Republicans argue that expansion led to significant abuse and mismanagement as healthy people took advantage of free or low-cost insurance. Under the GOP plan, expansion would end as of 2020. Anyone enrolled in an expanded Medicaid program prior to January 1, 2020 would be allowed to remain on the program as long as there was not a lapse in coverage. Anyone who became ineligible under the expansion could not reapply for Medicaid under the AHCA, leading the CBO to claim that millions will lose Medicaid coverage over the next 10 years.
Seema Verma Plan
In 2006, policy consultant Seema Verma worked on a team searching for better government-funded health insurance in Indiana. She presented a proposal to then-Governor Mitch Daniels, who dismissed the initial plan. A few years later, Verma returned with a plan for a Medicaid alternative. The plan included a health savings account for poor people that required Medicaid recipients to contribute to their own healthcare, even if it was just a few dollars.

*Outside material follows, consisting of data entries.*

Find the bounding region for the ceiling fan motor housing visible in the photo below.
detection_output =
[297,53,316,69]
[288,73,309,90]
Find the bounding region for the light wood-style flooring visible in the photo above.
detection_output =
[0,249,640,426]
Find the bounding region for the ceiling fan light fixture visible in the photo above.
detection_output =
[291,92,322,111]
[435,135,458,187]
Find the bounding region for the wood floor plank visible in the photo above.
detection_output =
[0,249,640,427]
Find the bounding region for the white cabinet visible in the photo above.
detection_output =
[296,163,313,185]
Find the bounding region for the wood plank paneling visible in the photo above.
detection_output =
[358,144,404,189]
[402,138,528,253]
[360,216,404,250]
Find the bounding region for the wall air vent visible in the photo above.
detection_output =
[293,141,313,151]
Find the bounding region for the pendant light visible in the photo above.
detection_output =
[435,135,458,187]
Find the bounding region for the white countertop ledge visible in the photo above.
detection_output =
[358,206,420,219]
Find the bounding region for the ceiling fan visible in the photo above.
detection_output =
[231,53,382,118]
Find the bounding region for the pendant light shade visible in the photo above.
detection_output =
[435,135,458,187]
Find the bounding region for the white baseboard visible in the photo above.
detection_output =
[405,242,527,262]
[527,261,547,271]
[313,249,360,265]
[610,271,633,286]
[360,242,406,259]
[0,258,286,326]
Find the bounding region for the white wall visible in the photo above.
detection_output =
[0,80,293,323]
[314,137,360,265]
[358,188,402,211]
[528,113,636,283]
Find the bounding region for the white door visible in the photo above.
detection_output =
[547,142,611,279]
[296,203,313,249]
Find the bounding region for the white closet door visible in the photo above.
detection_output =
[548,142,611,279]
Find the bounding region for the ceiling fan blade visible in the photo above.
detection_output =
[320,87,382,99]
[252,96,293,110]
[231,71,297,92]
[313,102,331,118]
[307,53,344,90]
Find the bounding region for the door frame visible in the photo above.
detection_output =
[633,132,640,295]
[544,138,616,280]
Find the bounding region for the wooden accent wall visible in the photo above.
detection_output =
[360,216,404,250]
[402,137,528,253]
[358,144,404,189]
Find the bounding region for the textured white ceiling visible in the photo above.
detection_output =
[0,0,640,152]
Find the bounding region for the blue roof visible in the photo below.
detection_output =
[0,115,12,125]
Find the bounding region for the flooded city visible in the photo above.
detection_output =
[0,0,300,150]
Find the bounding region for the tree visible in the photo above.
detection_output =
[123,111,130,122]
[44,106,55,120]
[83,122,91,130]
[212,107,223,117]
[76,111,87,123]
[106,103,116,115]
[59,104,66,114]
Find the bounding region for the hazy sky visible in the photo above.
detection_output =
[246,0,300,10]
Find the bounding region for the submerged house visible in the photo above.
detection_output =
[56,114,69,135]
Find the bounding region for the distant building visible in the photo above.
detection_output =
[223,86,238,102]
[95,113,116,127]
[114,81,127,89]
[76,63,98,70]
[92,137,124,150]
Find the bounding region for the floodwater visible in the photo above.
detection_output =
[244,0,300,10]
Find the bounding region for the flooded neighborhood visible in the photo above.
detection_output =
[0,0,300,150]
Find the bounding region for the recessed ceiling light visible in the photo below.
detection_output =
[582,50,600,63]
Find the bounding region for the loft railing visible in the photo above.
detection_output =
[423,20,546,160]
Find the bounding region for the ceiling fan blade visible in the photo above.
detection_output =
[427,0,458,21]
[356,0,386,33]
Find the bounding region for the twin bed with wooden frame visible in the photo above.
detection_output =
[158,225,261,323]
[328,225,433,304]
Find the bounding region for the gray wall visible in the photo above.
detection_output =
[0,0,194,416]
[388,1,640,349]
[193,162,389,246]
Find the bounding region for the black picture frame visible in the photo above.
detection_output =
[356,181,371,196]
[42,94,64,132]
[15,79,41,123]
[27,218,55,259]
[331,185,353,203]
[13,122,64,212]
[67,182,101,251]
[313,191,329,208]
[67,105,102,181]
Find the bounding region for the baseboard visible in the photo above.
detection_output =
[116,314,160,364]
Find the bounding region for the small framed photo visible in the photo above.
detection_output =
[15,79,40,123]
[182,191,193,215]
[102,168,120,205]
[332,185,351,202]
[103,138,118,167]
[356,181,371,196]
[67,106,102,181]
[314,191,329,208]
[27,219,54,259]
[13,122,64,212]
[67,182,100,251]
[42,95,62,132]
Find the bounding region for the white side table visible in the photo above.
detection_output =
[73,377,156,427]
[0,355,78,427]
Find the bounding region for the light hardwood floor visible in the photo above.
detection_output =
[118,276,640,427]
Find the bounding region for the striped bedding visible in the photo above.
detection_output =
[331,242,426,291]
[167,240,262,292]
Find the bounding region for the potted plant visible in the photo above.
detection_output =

The program eventually became the Healthy Indiana plan, which had positive outcomes.
Participants were more likely to seek generic drugs and to ask for second opinions. They were also less likely to go to emergency rooms because they were charged $25 for non-emergency visits. The theory is that poor people are good consumers and by allowing them to have choices in their healthcare, they choose wisely. This is not the case when all care is free, leading to increased medical costs across the board. Seema is now the administrator of the Centers for Medicare and Medicaid Services under the Trump administration, taking a leading role in Medicaid reform. Her experience in reforming Indiana’s Medicaid program may be beneficial at the federal level.

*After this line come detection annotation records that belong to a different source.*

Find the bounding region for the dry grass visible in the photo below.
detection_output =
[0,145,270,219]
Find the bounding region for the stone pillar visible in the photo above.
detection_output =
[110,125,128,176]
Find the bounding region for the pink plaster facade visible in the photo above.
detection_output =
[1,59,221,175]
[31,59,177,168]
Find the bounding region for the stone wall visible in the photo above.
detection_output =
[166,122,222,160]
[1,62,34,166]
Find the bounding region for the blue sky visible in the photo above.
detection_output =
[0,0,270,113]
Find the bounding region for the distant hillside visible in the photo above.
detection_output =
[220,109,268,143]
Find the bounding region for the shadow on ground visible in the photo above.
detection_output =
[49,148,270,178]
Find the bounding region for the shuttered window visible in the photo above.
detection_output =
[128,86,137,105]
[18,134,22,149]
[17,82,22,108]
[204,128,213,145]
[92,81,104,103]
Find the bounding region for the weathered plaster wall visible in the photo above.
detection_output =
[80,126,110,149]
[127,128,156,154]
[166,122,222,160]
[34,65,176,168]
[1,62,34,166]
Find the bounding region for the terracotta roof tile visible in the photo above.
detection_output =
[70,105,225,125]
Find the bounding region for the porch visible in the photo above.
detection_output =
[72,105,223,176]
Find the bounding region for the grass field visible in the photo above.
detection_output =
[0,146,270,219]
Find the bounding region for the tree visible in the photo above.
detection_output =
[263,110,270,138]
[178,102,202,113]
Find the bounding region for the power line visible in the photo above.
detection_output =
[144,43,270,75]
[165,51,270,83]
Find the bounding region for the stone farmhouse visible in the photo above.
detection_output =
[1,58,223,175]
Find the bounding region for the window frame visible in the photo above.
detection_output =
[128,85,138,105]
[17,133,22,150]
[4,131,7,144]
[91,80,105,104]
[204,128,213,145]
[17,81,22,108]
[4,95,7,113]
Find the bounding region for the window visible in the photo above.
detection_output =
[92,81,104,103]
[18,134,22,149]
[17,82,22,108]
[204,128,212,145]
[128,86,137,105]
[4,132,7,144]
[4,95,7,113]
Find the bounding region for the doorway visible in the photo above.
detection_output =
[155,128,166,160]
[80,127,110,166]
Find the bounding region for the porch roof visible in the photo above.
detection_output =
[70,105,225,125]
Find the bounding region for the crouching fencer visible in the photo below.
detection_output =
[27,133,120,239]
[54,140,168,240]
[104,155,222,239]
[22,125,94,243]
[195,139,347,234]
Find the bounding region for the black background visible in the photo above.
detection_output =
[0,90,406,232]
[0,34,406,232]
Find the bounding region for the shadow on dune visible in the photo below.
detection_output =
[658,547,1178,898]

Many of the states that passed legislation to expand Medicaid also included language that would allow the state to cut back should the federal government repeal the expansion. In those states, such as New Jersey, the expansion could simply be eliminated and Medicaid returned to its former eligibility requirements. However, in other states, there is not language that allows them to change eligibility at this time. This means that the state will bear the burden of funding Medicaid recipients who were eligible under the ACA but not eligible under Trumpcare. This could mean an added burden to state budgets so that poor people remain insured unless a plan similar to the Indiana program is implemented.
Voluntary vs. Involuntary Loss
The GOP faces an uphill battle in passing the AHCA as written. Democrats are firmly against the bill, claiming that too many people will lose insurance under the proposal. Even some Republicans have expressed concern that the bill will leave too many uninsured, and lawmakers on both sides of the aisle have said that the AHCA will have trouble succeeding in the Senate.
Supporters of the bill claim that the CBO is using predictions that either will not come to pass or should not be considered when determining long-term effectiveness. They also say that it’s not the job of the government to force people to purchase healthcare and that consumers who choose not to have health insurance should have the right not to do so. Therefore, those numbers should not be included in the CBO report. Republicans claim that job creation and a growing economy is the key to reducing the number of people on Medicaid, not adding additional people to the program. They believe that by 2020, job growth will be significant enough that there will be fewer people dependent on government assistance for healthcare.